Outro detalhe relatado foi sobre o comportamento cultural dos índios na sua época. Ele disse que haviam muitos índios puramente selvagens, os quais, diferentes de outros que se relacionavam com homens brancos, não admitiam o mínimo contato e investiam ao menor contato. Segundo ele, alguns tipos de índios eram tão desenvoltos que se locomoviam nas matas sobre cavalos selvagens que se perderam nas matas, após conflitos com espanhóis, havidos no Paraguai e Bolívia. Ele disse ter ouvido muitos peões mais velhos contarem verdadeiras façanhas vividas naquelas florestas. Havia casos de índios que vinham furtar ferramentas, cachaça e o que encontravam. Também ouviu casos de tropeiro que pegou à força moças índias, cujos parentes vieram em seu encalço, matando-o.
O Sr. Ambrósio Lemes Galvão, enquanto tropeiro, vivenciou experiências singulares, num tempo em que o "Mato Grosso" fazia jus ao nome, pois era uma selva intransponível.
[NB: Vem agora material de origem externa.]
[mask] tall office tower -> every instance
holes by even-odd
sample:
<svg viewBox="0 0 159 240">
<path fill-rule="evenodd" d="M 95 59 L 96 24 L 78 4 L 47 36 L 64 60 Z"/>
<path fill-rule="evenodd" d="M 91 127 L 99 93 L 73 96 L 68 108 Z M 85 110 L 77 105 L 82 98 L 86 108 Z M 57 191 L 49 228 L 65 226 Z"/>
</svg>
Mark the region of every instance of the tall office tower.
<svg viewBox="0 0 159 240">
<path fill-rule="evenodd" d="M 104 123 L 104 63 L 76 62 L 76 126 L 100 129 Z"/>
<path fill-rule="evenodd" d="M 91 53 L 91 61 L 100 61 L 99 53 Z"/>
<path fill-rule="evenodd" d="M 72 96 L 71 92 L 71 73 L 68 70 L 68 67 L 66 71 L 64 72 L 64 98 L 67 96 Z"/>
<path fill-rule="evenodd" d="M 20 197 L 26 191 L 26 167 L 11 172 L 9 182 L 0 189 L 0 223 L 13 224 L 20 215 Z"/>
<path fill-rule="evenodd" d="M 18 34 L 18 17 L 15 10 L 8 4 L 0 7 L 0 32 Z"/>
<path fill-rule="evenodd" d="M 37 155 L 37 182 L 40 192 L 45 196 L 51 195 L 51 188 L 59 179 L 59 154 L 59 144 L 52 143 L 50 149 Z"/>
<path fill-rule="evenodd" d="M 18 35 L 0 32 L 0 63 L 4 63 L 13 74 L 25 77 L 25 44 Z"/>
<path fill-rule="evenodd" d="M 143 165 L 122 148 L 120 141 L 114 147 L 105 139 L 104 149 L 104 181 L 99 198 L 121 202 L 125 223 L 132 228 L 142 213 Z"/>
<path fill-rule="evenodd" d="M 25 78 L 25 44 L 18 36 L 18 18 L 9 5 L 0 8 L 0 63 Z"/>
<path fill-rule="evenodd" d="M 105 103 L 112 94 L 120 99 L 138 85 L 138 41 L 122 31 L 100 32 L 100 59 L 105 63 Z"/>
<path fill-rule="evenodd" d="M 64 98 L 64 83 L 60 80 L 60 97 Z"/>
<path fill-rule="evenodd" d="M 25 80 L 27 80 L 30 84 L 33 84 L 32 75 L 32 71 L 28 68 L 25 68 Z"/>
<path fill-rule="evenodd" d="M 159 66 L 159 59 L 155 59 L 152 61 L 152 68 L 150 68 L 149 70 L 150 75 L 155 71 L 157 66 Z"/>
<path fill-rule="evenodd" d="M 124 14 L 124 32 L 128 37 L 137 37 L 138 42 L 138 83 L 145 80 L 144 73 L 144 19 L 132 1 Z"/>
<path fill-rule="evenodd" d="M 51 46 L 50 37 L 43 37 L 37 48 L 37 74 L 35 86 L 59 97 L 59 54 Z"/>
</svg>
Não há dúvida que nenhum homem na sua idade, na ocasião em que o entrevistei, tinha o mesmo descortino ao desenrolar um novelo de recordações singulares, dignas de estar em livro. A hostilidade das matas, a truculência das comitivas não o embruteceu. Ambrósio Lemes Galvão era um homem sereno e hospitaleiro. Ele vivenciou o surgimento de Bataguassu como poucos, tendo convivido com todos os pioneiros que chegaram depois, inclusive Jan Antonin Bata e tantos outros. Instalou-se por muitos anos na Matinha, um dos três mais importantes pousos de boiada do "Mato Grosso". Sua história e suas memórias são dignas do respeito de todos nós e deve ser assunto atual nas escolas e nos ambientes que tratam da memória do nosso município.

OBS. Foram muitos os relatos do Sr. Ambrósio Lemes Galvão, inclusive este não está completo, pois meus acervos estão muito fragmentados e pretendo recuperá-los, evitando perder informações preciosas. Em outro momento complementarei.